Re: Should enforce the uniqueness of field name in DataFrame ?

Posted by Reynold Xin <rx...@databricks.com>.
That could break a lot of applications. In particular, a lot of input data
sources (csv, json) don't have clean schema, and can have duplicate column
names.

For the case of join, maybe a better solution is to ask the left/right
prefix/suffix in the user code, similar to what Pandas does.

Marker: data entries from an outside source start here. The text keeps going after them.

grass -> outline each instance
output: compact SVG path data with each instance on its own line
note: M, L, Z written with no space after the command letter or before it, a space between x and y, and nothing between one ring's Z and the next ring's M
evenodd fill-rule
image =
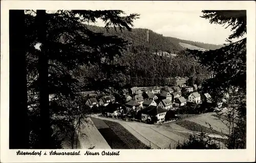
M210 129L208 127L206 127L195 122L188 120L178 121L176 122L176 123L177 124L179 125L180 126L191 131L197 132L203 131L204 132L218 134L220 135L222 134L222 133L220 132L217 131L214 129Z
M100 128L98 130L112 149L130 149L110 128Z
M137 139L127 129L119 123L104 120L122 141L129 147L129 149L146 149L147 146Z
M119 123L91 118L112 149L146 149L147 146Z

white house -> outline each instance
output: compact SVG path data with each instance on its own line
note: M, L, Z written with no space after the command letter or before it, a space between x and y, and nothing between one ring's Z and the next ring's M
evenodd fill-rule
M142 107L142 104L139 103L135 100L132 100L125 103L125 107L127 110L127 112L130 112L131 111L138 111Z
M175 101L175 100L176 99L181 96L180 94L178 93L177 92L173 92L173 93L172 93L172 96L173 96L173 99L174 101Z
M145 108L151 105L156 106L157 104L154 100L145 100L142 103L143 108Z
M92 98L88 99L86 102L86 104L89 106L91 108L93 107L93 106L96 106L97 107L99 106L99 103L95 98Z
M168 99L172 101L172 95L169 92L163 91L162 91L160 95L161 99Z
M196 103L200 103L201 96L197 92L193 92L188 96L188 101Z
M165 115L167 111L158 107L154 107L150 110L144 110L141 114L141 120L145 121L147 119L151 119L153 117L157 118L156 122L164 121Z
M141 95L137 95L133 97L133 99L135 100L136 102L139 102L141 104L144 102L143 97Z
M193 87L190 86L186 86L183 88L184 91L186 92L193 92Z
M180 107L185 105L186 103L187 102L185 98L184 98L184 97L180 97L178 98L175 101L175 106Z
M125 98L125 101L129 101L132 99L132 97L129 95L125 95L124 96L124 98Z
M165 99L161 101L158 104L158 107L169 110L173 107L173 102L169 99Z
M150 99L155 100L158 99L158 97L157 97L157 95L151 92L148 92L146 94L147 95L147 96L148 96L148 99Z
M161 92L161 88L158 86L156 86L153 88L154 93L155 94L159 94Z

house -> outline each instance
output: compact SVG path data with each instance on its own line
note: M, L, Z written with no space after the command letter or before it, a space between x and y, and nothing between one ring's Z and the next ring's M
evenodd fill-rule
M101 97L99 100L99 105L105 106L111 102L115 102L115 98L112 95Z
M156 122L158 123L164 121L166 112L166 110L157 107L148 111L148 113L151 117L156 117L157 118Z
M176 78L176 86L179 86L180 85L185 84L187 82L187 79L182 77L177 77Z
M145 100L144 101L143 103L142 103L143 108L145 108L151 105L156 106L157 104L154 100Z
M171 88L168 86L164 87L164 88L163 88L163 91L169 92L170 93L172 93L174 92L173 89L172 89Z
M147 95L147 96L148 96L149 99L155 100L157 99L158 99L158 97L157 97L157 96L155 94L151 92L147 93L146 94Z
M125 101L129 101L132 99L132 97L129 95L125 95L124 96L124 98L125 98Z
M169 110L173 107L173 102L169 99L165 99L161 101L158 104L158 107Z
M110 102L106 106L108 116L119 116L123 114L123 110L122 109L122 105L118 103Z
M180 95L180 94L178 93L178 92L173 92L172 93L172 96L173 97L173 101L175 101L175 100L179 98L179 97L180 97L181 96L181 95Z
M184 97L180 97L177 98L177 100L175 101L175 106L177 107L180 107L184 106L187 103L186 99Z
M132 95L137 94L138 90L137 87L133 87L129 90L129 93Z
M197 85L193 85L193 88L194 90L197 90Z
M89 106L91 108L93 107L93 106L99 106L99 103L95 98L91 98L88 99L86 102L86 104Z
M162 91L160 97L161 99L168 99L170 101L172 101L172 95L169 92L165 91Z
M139 110L140 110L140 107L141 107L142 106L141 104L134 100L132 100L127 102L126 103L125 103L125 105L127 110L127 112L130 112L131 111L138 111Z
M174 92L181 92L181 90L180 87L173 87L173 90L174 91Z
M196 103L201 103L201 96L197 92L193 92L188 96L188 101Z
M164 121L166 112L167 111L158 107L154 107L150 110L145 108L142 110L141 120L145 121L147 119L151 119L153 117L156 117L157 118L156 122L163 122Z
M193 87L190 86L186 86L182 88L184 91L186 92L193 92Z
M124 89L123 90L123 94L124 95L127 94L128 93L129 93L129 91L128 91L127 89Z
M203 94L202 96L201 100L208 103L211 103L212 102L211 97L208 93L206 93Z
M110 98L109 97L103 97L100 98L99 103L101 106L105 106L108 105L110 102L111 102Z
M161 88L159 86L154 87L153 89L155 94L159 94L161 92Z
M144 102L143 97L141 95L135 95L132 99L141 104Z

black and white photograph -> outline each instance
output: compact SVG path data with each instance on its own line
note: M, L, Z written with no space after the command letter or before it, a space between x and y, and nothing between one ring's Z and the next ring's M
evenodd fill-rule
M9 149L248 148L246 10L141 8L9 10Z

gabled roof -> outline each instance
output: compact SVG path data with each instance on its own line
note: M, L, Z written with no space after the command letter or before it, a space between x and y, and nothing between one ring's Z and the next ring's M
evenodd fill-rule
M163 103L164 106L168 106L169 105L172 105L173 103L169 99L165 99L161 101L161 102Z
M155 116L158 114L166 113L167 111L160 107L156 107L147 111L147 114L151 116Z
M191 94L195 97L200 97L200 95L197 92L193 92L191 93Z
M154 94L154 93L151 93L151 92L148 92L146 94L148 96L148 98L151 98L151 99L153 99L154 97L155 97L155 96L156 96L155 94Z
M145 106L148 106L153 102L153 101L154 100L145 100L145 101L144 101L142 105Z
M163 91L161 93L161 96L168 97L172 96L169 92Z
M138 87L133 87L131 88L131 90L132 90L132 91L138 91Z
M204 94L204 95L206 97L206 98L211 98L211 97L210 96L210 94L208 93L205 93Z
M140 90L138 90L137 93L138 94L142 94L142 91L141 91Z
M97 101L97 99L95 98L90 98L88 100L90 105L93 105L93 102L96 102L96 104L98 104L98 101Z
M161 88L159 86L156 86L153 88L154 90L161 90Z
M129 97L129 96L130 96L130 97L131 97L129 95L125 95L124 96L124 97L125 97L125 98L127 98L127 97Z
M114 111L121 110L121 108L120 108L120 107L122 105L120 103L110 102L110 104L106 106L108 110L107 112L113 113Z
M175 91L181 91L180 88L179 87L174 87L173 88L173 89Z
M125 103L125 105L129 106L139 106L140 105L140 103L135 100L131 100Z
M174 96L176 96L177 95L180 95L180 94L179 94L178 93L179 92L174 92L172 93L172 94L173 94L173 95L174 95Z
M134 97L133 97L133 99L137 102L144 101L143 97L141 95L135 95Z
M185 98L184 98L184 97L179 97L178 98L178 100L177 101L177 102L178 103L180 103L186 102L186 99L185 99Z

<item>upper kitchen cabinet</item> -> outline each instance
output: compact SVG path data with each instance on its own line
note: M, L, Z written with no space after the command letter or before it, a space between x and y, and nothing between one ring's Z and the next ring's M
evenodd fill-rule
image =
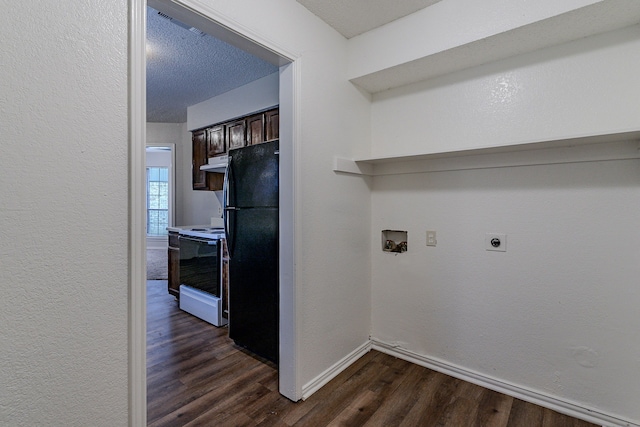
M264 142L264 113L247 118L247 145Z
M207 129L209 142L207 144L207 157L215 157L222 155L226 152L225 138L224 138L225 126L214 126Z
M269 110L264 113L265 141L280 137L280 110Z
M246 119L236 120L227 125L227 146L229 150L241 148L247 142L247 121Z
M207 130L194 131L191 137L193 156L191 159L191 173L193 176L194 190L208 190L207 173L200 170L200 166L207 161Z
M209 158L226 154L231 149L278 139L279 125L276 107L192 131L193 189L222 190L224 175L201 171L200 166L207 164Z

On Wed, Oct 14, 2015 at 7:26 PM, Jeff Zhang <zj...@gmail.com> wrote:

>
> Currently seems DataFrame doesn't enforce the uniqueness of field name. So
> it is possible to have same fields in DataFrame. It usually happens after
> join especially self-join. Although user can rename the column names before
> join, or rename the column names after join (DataFrame#withColunmRenamed is
> not sufficient for now).  In hive, the ambiguous name can be resolved by
> using the table name as prefix, but seems DataFrame don't support it ( I
> mean DataFrame API rather than SparkSQL). I think we have 2 options here
> 1. Enforce the uniqueness of field name in DataFrame, so that the
> following operations would not cause ambiguous column reference
> 2. Provide DataFrame#withColunmsRenamed(oldColumns:Seq[String],
> newColumns:Seq[String]) to allow change schema names
>
> For now, I would prefer option 2 which is more easier to implement and
> keep compatibility.
>
>
> val df = ...        // schema (name, age)
> val df2 = df.join(df, "name")   // schema (name, age, age)
> df2.select("age")   // ambiguous column reference.
>
> --
> Best Regards
>
> Jeff Zhang
>